狼煙のろし――日鷹の合図だ。敵がいたんだ。宮を出よう」


 大勢が駆ける足音が響いていた。館を飛び出した仲間の武人が、主のもとを目指して走ってくる。


 そこに、ひゅんっと音が鳴る。弦がしなる音で、軽いものが土に突き刺さる音もする。


「弓矢だ。雄日子様を奥へ――」


 赤大は、みずからが盾になって雄日子を館側へと押しやった。


「走れ! 狙われるぞ、早くこい! なんてこった。この宮の奴もぐるなんだ。刺客、追手どころじゃねえ。ここへ招かれたのが、そもそも罠だったんだ。――おやっさん、応戦する」


「ああ、藍十。火を使え」


 藍十はすぐさま松明のそばに駆け、帯に下がる小袋から小石のようなものを取り出して火にかざす。すると、面白いように火がついて、燃え始めた。


「――油?」


 セイレンにこたえたのは、赤大。


「松やにだ。木の蜜で、油と同じように使える。――藍十、館を燃やして炎の壁にしろ。退路をつくるなら、館の向こう側だ。藍十、おまえは雄日子様をお連れして先に出ろ。ここは私がやる」


「わかった」


 藍十が、火が燃え移った松やにを、雄日子が使っていた館の中に放り投げる。


 赤大は次にセイレンを向いた。


「セイレン、おまえも藍十といけ」


「わたしも? いいのか」


 尋ね返したセイレンを、赤大は真顔で見つめている。


 赤大の目は、セイレンを睨みつけるようで、藍十や日鷹に向けた厳しい目と同じだった。


「いいのか、じゃない。おまえも雄日子様の守り人だろう? 命をなげうっても雄日子様を守れ。任せたぞ」


 いうだけいうと、赤大はセイレンに背を向ける。そこには、ときおり飛んでくる矢から身を庇いつつ、高島の武人が集まってきている。数は、百人。


 赤大は、部下に命令を下した。


「雄日子様に矢を向けるなど、恥を知らぬ連中だ。火を使って応戦して、この宮を灰にしてやれ。焼き討ちにしろ。急ぎ、陣を組め。
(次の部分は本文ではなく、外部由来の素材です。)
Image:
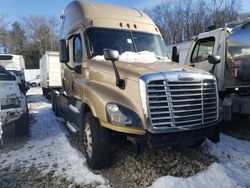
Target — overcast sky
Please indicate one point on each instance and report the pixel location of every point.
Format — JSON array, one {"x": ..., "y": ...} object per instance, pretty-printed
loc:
[{"x": 14, "y": 9}]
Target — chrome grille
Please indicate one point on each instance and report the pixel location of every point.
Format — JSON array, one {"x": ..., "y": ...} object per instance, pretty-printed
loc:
[{"x": 182, "y": 104}]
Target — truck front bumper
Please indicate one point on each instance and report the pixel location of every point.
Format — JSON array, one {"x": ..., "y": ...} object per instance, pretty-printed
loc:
[
  {"x": 10, "y": 115},
  {"x": 184, "y": 138}
]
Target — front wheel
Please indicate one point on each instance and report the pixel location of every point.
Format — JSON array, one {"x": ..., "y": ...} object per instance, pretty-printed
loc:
[
  {"x": 22, "y": 125},
  {"x": 96, "y": 140}
]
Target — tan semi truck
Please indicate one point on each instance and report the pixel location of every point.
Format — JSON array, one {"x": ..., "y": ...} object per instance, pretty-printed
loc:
[{"x": 116, "y": 80}]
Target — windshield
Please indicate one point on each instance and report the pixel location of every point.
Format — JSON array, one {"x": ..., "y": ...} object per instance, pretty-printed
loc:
[
  {"x": 5, "y": 75},
  {"x": 124, "y": 41}
]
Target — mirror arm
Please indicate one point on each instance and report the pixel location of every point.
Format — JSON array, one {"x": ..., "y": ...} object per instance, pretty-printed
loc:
[{"x": 119, "y": 82}]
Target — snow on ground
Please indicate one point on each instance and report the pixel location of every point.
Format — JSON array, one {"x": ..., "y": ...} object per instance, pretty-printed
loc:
[
  {"x": 134, "y": 57},
  {"x": 48, "y": 148},
  {"x": 233, "y": 169}
]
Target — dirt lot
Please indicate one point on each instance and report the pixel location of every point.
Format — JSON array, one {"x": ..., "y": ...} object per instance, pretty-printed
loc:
[{"x": 43, "y": 159}]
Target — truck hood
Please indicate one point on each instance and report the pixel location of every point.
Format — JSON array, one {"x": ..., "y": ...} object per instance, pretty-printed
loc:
[{"x": 133, "y": 71}]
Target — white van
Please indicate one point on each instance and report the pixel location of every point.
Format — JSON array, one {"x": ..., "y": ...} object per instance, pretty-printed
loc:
[
  {"x": 15, "y": 64},
  {"x": 50, "y": 72}
]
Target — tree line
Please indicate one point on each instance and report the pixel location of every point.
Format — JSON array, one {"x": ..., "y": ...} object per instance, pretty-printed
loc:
[
  {"x": 178, "y": 21},
  {"x": 30, "y": 37}
]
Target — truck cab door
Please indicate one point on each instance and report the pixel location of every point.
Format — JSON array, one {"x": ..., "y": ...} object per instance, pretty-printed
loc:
[
  {"x": 202, "y": 47},
  {"x": 76, "y": 58}
]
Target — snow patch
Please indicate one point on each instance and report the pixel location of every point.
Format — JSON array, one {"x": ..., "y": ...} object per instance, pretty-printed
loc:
[
  {"x": 134, "y": 57},
  {"x": 215, "y": 176},
  {"x": 49, "y": 149}
]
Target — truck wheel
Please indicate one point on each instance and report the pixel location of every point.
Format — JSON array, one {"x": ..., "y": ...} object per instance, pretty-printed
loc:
[
  {"x": 96, "y": 141},
  {"x": 22, "y": 125},
  {"x": 198, "y": 143}
]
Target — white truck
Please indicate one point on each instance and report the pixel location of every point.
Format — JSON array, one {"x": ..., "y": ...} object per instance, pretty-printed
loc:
[
  {"x": 225, "y": 52},
  {"x": 15, "y": 64},
  {"x": 50, "y": 72},
  {"x": 13, "y": 107}
]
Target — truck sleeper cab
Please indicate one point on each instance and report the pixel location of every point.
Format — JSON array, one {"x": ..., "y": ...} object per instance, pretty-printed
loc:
[{"x": 116, "y": 78}]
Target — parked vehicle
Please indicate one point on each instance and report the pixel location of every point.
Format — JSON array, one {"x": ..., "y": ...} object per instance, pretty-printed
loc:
[
  {"x": 13, "y": 107},
  {"x": 138, "y": 93},
  {"x": 50, "y": 72},
  {"x": 35, "y": 82},
  {"x": 15, "y": 64},
  {"x": 229, "y": 48}
]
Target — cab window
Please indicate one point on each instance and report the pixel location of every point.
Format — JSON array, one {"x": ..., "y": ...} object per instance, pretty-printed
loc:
[
  {"x": 77, "y": 49},
  {"x": 203, "y": 48}
]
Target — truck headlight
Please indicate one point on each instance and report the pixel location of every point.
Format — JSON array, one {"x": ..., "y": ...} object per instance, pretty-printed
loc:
[{"x": 122, "y": 116}]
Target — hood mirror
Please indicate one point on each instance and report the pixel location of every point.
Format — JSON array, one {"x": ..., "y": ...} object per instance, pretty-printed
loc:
[{"x": 214, "y": 59}]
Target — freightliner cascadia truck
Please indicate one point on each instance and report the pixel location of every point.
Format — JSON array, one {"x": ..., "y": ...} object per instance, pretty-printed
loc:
[{"x": 116, "y": 79}]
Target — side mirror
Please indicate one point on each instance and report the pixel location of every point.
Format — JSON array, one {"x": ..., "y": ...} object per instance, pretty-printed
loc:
[
  {"x": 214, "y": 59},
  {"x": 63, "y": 51},
  {"x": 111, "y": 55},
  {"x": 175, "y": 54}
]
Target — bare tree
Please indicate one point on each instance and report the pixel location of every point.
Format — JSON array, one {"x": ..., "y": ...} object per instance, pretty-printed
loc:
[
  {"x": 3, "y": 33},
  {"x": 180, "y": 20},
  {"x": 42, "y": 31}
]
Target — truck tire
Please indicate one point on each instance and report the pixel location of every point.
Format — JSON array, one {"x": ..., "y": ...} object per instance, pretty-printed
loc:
[
  {"x": 96, "y": 141},
  {"x": 22, "y": 125}
]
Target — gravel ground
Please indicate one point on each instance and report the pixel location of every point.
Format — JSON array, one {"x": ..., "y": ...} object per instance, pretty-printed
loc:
[
  {"x": 126, "y": 171},
  {"x": 238, "y": 128}
]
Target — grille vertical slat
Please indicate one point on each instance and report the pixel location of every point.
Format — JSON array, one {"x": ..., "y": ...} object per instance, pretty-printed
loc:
[{"x": 182, "y": 103}]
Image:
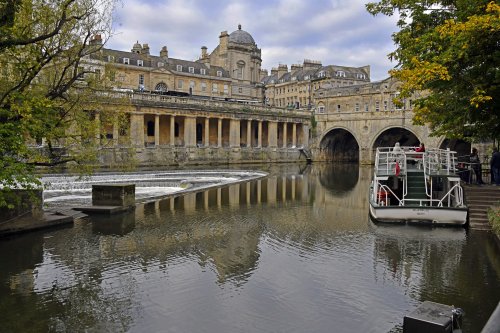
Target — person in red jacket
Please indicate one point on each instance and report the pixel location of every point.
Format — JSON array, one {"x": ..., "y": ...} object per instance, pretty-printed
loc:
[{"x": 420, "y": 148}]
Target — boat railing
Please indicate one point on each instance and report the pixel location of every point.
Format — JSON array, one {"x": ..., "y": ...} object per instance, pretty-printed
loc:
[
  {"x": 439, "y": 161},
  {"x": 448, "y": 196},
  {"x": 387, "y": 161},
  {"x": 385, "y": 190}
]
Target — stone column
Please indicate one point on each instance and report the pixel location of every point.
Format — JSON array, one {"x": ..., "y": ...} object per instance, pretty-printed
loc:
[
  {"x": 305, "y": 143},
  {"x": 207, "y": 132},
  {"x": 190, "y": 131},
  {"x": 137, "y": 130},
  {"x": 234, "y": 133},
  {"x": 219, "y": 132},
  {"x": 116, "y": 133},
  {"x": 259, "y": 135},
  {"x": 97, "y": 122},
  {"x": 249, "y": 133},
  {"x": 273, "y": 134},
  {"x": 157, "y": 130},
  {"x": 172, "y": 130},
  {"x": 285, "y": 134}
]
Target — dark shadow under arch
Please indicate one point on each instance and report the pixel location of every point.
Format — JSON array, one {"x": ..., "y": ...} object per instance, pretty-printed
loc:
[
  {"x": 340, "y": 145},
  {"x": 396, "y": 134}
]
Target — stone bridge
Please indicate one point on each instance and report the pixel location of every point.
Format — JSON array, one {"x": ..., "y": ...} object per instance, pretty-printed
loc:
[{"x": 354, "y": 136}]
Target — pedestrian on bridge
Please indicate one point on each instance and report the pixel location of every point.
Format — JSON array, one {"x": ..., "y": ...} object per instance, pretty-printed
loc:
[{"x": 476, "y": 166}]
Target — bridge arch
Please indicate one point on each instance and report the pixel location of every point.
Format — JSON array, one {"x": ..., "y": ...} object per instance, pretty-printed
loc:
[
  {"x": 339, "y": 144},
  {"x": 388, "y": 136}
]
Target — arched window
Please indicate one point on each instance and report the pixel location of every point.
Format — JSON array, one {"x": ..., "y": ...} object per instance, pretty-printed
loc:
[
  {"x": 161, "y": 87},
  {"x": 176, "y": 129},
  {"x": 151, "y": 128},
  {"x": 240, "y": 70}
]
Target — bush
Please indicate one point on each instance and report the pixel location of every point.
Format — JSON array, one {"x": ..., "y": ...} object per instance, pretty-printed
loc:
[{"x": 494, "y": 218}]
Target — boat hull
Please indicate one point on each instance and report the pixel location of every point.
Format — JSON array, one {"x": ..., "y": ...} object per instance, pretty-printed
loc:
[{"x": 420, "y": 215}]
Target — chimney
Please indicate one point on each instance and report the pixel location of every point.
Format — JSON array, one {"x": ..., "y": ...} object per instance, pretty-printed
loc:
[
  {"x": 97, "y": 40},
  {"x": 223, "y": 40},
  {"x": 263, "y": 74},
  {"x": 164, "y": 52},
  {"x": 282, "y": 70},
  {"x": 204, "y": 53}
]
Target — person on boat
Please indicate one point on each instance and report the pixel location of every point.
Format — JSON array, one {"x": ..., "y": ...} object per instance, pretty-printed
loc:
[
  {"x": 420, "y": 148},
  {"x": 476, "y": 166},
  {"x": 495, "y": 166},
  {"x": 397, "y": 148}
]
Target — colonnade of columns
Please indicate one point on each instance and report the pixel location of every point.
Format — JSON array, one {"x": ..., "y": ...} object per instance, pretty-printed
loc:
[{"x": 193, "y": 131}]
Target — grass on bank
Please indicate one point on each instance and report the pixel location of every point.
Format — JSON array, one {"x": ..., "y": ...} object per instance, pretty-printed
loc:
[{"x": 494, "y": 218}]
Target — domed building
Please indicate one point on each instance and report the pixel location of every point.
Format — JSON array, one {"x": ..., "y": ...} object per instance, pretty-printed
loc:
[{"x": 239, "y": 55}]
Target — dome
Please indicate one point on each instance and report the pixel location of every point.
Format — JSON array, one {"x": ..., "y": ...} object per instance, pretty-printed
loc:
[{"x": 241, "y": 37}]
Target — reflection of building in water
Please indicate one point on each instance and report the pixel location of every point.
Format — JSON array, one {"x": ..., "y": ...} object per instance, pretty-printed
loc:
[{"x": 411, "y": 254}]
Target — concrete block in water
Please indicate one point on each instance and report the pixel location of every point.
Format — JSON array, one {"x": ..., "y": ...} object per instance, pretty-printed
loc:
[{"x": 113, "y": 195}]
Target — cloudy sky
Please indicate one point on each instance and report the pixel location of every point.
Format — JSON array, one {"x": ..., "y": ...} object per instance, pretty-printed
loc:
[{"x": 335, "y": 32}]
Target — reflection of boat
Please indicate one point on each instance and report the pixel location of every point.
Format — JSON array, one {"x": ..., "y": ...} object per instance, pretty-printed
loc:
[{"x": 417, "y": 188}]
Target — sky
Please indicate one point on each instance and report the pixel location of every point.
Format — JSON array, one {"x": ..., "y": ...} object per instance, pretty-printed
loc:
[{"x": 335, "y": 32}]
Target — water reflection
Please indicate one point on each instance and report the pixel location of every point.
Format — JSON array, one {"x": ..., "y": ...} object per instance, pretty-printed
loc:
[{"x": 292, "y": 252}]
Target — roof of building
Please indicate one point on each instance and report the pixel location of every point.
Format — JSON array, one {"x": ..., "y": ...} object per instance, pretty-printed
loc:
[
  {"x": 241, "y": 37},
  {"x": 158, "y": 62}
]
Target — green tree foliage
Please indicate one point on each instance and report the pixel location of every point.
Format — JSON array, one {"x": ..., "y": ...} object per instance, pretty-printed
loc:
[
  {"x": 450, "y": 49},
  {"x": 44, "y": 86}
]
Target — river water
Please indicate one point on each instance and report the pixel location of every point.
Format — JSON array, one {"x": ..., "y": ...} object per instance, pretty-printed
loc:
[{"x": 293, "y": 252}]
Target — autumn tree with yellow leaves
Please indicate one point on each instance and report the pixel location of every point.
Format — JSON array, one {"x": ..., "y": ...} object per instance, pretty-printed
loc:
[{"x": 451, "y": 50}]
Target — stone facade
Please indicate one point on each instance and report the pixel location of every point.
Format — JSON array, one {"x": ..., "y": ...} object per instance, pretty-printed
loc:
[
  {"x": 295, "y": 88},
  {"x": 224, "y": 108}
]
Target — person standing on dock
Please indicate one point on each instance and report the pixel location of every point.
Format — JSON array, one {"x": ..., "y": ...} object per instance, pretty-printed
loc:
[
  {"x": 476, "y": 166},
  {"x": 495, "y": 165}
]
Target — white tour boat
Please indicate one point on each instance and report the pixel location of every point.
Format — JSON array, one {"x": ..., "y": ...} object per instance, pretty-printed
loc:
[{"x": 414, "y": 187}]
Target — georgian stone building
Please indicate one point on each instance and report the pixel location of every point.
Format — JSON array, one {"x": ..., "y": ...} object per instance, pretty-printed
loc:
[
  {"x": 377, "y": 96},
  {"x": 231, "y": 71},
  {"x": 295, "y": 88}
]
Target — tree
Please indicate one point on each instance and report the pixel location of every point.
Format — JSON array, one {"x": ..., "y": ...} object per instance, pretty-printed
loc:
[
  {"x": 450, "y": 49},
  {"x": 44, "y": 86}
]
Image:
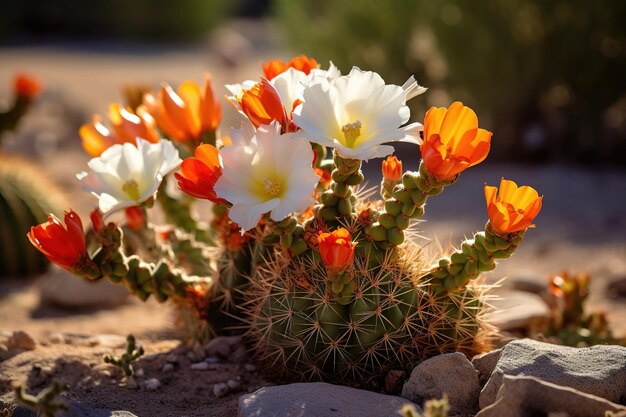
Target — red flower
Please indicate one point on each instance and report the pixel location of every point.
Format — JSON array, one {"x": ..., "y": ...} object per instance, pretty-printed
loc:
[
  {"x": 302, "y": 63},
  {"x": 26, "y": 86},
  {"x": 63, "y": 245},
  {"x": 198, "y": 175},
  {"x": 336, "y": 249}
]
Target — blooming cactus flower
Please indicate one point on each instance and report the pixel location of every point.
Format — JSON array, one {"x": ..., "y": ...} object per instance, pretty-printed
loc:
[
  {"x": 513, "y": 208},
  {"x": 198, "y": 175},
  {"x": 63, "y": 245},
  {"x": 269, "y": 173},
  {"x": 301, "y": 63},
  {"x": 127, "y": 175},
  {"x": 452, "y": 141},
  {"x": 392, "y": 168},
  {"x": 336, "y": 249},
  {"x": 127, "y": 127},
  {"x": 187, "y": 113},
  {"x": 355, "y": 114}
]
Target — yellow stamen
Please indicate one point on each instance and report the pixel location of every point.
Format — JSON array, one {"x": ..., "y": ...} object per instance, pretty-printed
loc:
[
  {"x": 351, "y": 132},
  {"x": 131, "y": 188},
  {"x": 271, "y": 186}
]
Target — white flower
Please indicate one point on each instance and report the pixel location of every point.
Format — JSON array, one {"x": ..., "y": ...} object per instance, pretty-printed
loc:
[
  {"x": 270, "y": 173},
  {"x": 356, "y": 114},
  {"x": 126, "y": 175}
]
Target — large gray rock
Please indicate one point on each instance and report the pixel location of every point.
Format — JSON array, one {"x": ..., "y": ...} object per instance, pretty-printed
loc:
[
  {"x": 319, "y": 399},
  {"x": 75, "y": 409},
  {"x": 59, "y": 287},
  {"x": 598, "y": 370},
  {"x": 527, "y": 396},
  {"x": 450, "y": 374}
]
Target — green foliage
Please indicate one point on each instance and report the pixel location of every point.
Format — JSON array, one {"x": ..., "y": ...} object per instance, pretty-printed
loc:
[
  {"x": 125, "y": 362},
  {"x": 47, "y": 402},
  {"x": 546, "y": 76},
  {"x": 26, "y": 198}
]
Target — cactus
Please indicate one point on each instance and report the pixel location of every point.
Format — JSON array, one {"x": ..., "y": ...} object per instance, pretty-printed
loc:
[
  {"x": 125, "y": 362},
  {"x": 47, "y": 402},
  {"x": 26, "y": 198}
]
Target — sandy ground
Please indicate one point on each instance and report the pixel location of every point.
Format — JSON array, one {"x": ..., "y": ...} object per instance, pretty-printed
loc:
[{"x": 582, "y": 227}]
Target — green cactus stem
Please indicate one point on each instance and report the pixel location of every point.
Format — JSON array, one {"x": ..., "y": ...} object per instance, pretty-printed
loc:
[
  {"x": 125, "y": 362},
  {"x": 475, "y": 256},
  {"x": 47, "y": 403},
  {"x": 338, "y": 201},
  {"x": 406, "y": 202}
]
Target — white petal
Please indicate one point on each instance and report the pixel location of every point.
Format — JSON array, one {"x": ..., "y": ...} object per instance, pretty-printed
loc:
[
  {"x": 247, "y": 216},
  {"x": 412, "y": 88}
]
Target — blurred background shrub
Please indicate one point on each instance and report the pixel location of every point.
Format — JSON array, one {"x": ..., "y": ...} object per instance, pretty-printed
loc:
[
  {"x": 548, "y": 77},
  {"x": 152, "y": 20}
]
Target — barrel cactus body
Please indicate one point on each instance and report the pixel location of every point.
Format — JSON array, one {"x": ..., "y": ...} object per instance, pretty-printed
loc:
[
  {"x": 393, "y": 321},
  {"x": 26, "y": 198}
]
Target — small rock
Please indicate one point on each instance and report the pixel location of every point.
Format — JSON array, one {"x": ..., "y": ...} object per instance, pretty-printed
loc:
[
  {"x": 485, "y": 364},
  {"x": 394, "y": 380},
  {"x": 220, "y": 389},
  {"x": 152, "y": 384},
  {"x": 233, "y": 385},
  {"x": 200, "y": 366},
  {"x": 450, "y": 374},
  {"x": 112, "y": 341},
  {"x": 597, "y": 370},
  {"x": 319, "y": 399},
  {"x": 21, "y": 340},
  {"x": 171, "y": 358},
  {"x": 57, "y": 338},
  {"x": 522, "y": 396},
  {"x": 518, "y": 310},
  {"x": 59, "y": 287}
]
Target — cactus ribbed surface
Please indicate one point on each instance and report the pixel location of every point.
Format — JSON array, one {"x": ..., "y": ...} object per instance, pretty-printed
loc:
[
  {"x": 392, "y": 322},
  {"x": 26, "y": 198}
]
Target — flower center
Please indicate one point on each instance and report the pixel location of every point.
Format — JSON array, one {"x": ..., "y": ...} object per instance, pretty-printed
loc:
[
  {"x": 131, "y": 188},
  {"x": 351, "y": 132},
  {"x": 271, "y": 186}
]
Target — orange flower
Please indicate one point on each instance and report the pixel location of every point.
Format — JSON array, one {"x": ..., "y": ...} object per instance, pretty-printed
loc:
[
  {"x": 127, "y": 127},
  {"x": 513, "y": 209},
  {"x": 452, "y": 141},
  {"x": 63, "y": 245},
  {"x": 336, "y": 249},
  {"x": 135, "y": 218},
  {"x": 276, "y": 66},
  {"x": 262, "y": 104},
  {"x": 392, "y": 168},
  {"x": 26, "y": 86},
  {"x": 186, "y": 114},
  {"x": 198, "y": 175}
]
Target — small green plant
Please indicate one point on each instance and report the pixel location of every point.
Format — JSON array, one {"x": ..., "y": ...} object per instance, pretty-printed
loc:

双羽の陣だ」


「はっ」


 赤大の言葉が終わるなり、武人たちはばらばらと動き始める。ある者は大弓を手に館の前へいき、ある者は後方へ下がり――。


 百人の動きは、それぞれがばらばらで、どれも素早かった。


 セイレンは、なかば見惚れるように立っていた。


(みんなの動きが、流れるようできれい――。わたしは、こいつらの仲間……なんだ?)


 赤大から命じられたり、自分を取り巻く仲間の動きを目にしたりするのが、ふと頭が火照るほど恍惚としたり、気が遠くなったりするようで――。


 ぼんやりしていると、叱声が飛んだ。藍十だ。


「セイレン、なにしてんだ、いくぞ。こいつらを壁にして、そのまま闇に紛れる」


 藍十は雄日子のそばで壁になるように立っていた。



 そうだ。ぼんやりしている暇なんかない。

 わたしも、こいつらみたいに動かなくちゃ――。



 セイレンはうなずき、藍十の動きを真似ながら後についた。


 赤く燃えはじめた館の裏へ回って、王宮を囲う木壁をよじ登る。


「セイレン、おまえは身が軽いだろ。先にいって周りを見張れ。おれは雄日子様が登るのを助ける」


「わかった」


 木壁は、男の背丈ほどあった。でも、セイレンにとってはそれほど高いものではない。


 思い切り飛びあがって縁をつかみ、脚を跳ねあげて木壁の頂きを飛び越える。


 壁の向こう側には道があった。昼間にセイレンたちが進んできた道だ。


 すぐに雄日子が木壁を乗り越えてきて、そのすぐ後に藍十もひょいと飛び越えてくる。


「この道はあぶない。森に紛れます。いきましょう、雄日子様」


 藍十はそういい、みずから先頭に立って駆けだした。


「セイレン、おれとおまえで雄日子様を囲んで進む。おまえは背後を見張れ」


「わかった」


 三人で思い切り駆けたので、賀茂の王宮はすぐに背後に遠ざかる。


 藍十が放った火は燃え広がり、暗い色の天をあかあかと照らしていた。


 あそこに、まだ日鷹や赤大たちがいるのか――。


 そう思うと、不安になった。


「藍十、赤大たちはどうなるんだ。あいつらはちゃんと逃げられるのか」


「知るか。おやっさんたちのことなんか考えるな」


「どうして――赤大はあなたの師匠だろう? 日鷹だって……」


 いい返すと、藍十は鬱陶しそうに「黙れ」という。


「おれたちは、雄日子様の守り人だ。役目は、雄日子様ただお一人を守ること。ほかの誰がどうなろうが知るもんか。それに、おやっさんもほかの奴らも、どうにかして生き延びるから、いいかげん無駄口をやめろ。気が散る」


 いつかと同じように、藍十は鋭い気配を帯びていた。


 「戦の気配があると笑えなくなるんだ」と、前に自分でいっていたとおりに――。